Unlikely Allies is the story of three remarkable historical figures. Silas Deane was a Connecticut merchant and delegate to the Continental Congress as the American colonies struggled to break with England. Caron de Beaumarchais was a successful playwright who wrote The Barber of Seville and The Marriage of Figaro. And the flamboyant and mysterious Chevalier d'Eon-officer, diplomat, and sometime spy-was the talk of London and Paris. Is the Chevalier a man or a woman?

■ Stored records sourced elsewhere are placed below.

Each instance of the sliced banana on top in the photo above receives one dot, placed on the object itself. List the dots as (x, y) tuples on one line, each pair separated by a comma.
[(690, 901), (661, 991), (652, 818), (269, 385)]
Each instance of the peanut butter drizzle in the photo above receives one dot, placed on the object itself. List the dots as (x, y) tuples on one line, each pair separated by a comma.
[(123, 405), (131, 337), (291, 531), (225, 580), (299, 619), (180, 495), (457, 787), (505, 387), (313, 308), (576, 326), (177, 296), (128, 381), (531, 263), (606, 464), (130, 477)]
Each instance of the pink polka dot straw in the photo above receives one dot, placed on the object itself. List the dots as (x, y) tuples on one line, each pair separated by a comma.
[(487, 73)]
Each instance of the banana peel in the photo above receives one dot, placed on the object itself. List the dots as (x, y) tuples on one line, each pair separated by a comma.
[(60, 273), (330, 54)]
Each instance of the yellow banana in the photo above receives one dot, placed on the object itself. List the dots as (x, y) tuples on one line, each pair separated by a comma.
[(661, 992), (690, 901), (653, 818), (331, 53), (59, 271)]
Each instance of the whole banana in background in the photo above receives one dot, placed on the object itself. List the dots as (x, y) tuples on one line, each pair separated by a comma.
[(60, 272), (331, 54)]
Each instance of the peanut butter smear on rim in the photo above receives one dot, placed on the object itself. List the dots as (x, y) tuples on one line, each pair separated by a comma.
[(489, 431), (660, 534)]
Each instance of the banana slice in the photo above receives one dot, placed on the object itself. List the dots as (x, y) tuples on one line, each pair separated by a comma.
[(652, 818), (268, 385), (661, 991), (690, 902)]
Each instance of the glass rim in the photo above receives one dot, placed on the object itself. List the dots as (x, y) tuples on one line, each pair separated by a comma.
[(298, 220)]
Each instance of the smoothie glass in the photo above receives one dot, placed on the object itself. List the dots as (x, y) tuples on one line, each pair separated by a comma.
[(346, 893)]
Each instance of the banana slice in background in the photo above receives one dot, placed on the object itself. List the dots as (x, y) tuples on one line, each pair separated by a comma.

When Deane is sent to France to convince the French government to support the revolutionary cause, he enlists the help of Beaumarchais. Together, they successfully smuggle weapons, ammunition, and supplies to New England just in time for the crucial Battle of Saratoga, which turned the tide of the American Revolution. And the catalyst for Louis XVI's support of the Americans against England was the Chevalier d'Eon, whose decision to declare herself a woman helped to lead to the Franco-American alliance. These three people spin a fascinating web of political intrigue and international politics that stretches across oceans as they ricochet from Versailles to Georgian London to the Pennsylvania State House (now Independence Hall) in Philadelphia. Each man has his own reasons for wanting to see America triumph over the British, and each contends daily with the certainty that no one is what they seem. The line between friends and enemies is blurred, spies lurk in every corner, and the only way to survive is to trust no one.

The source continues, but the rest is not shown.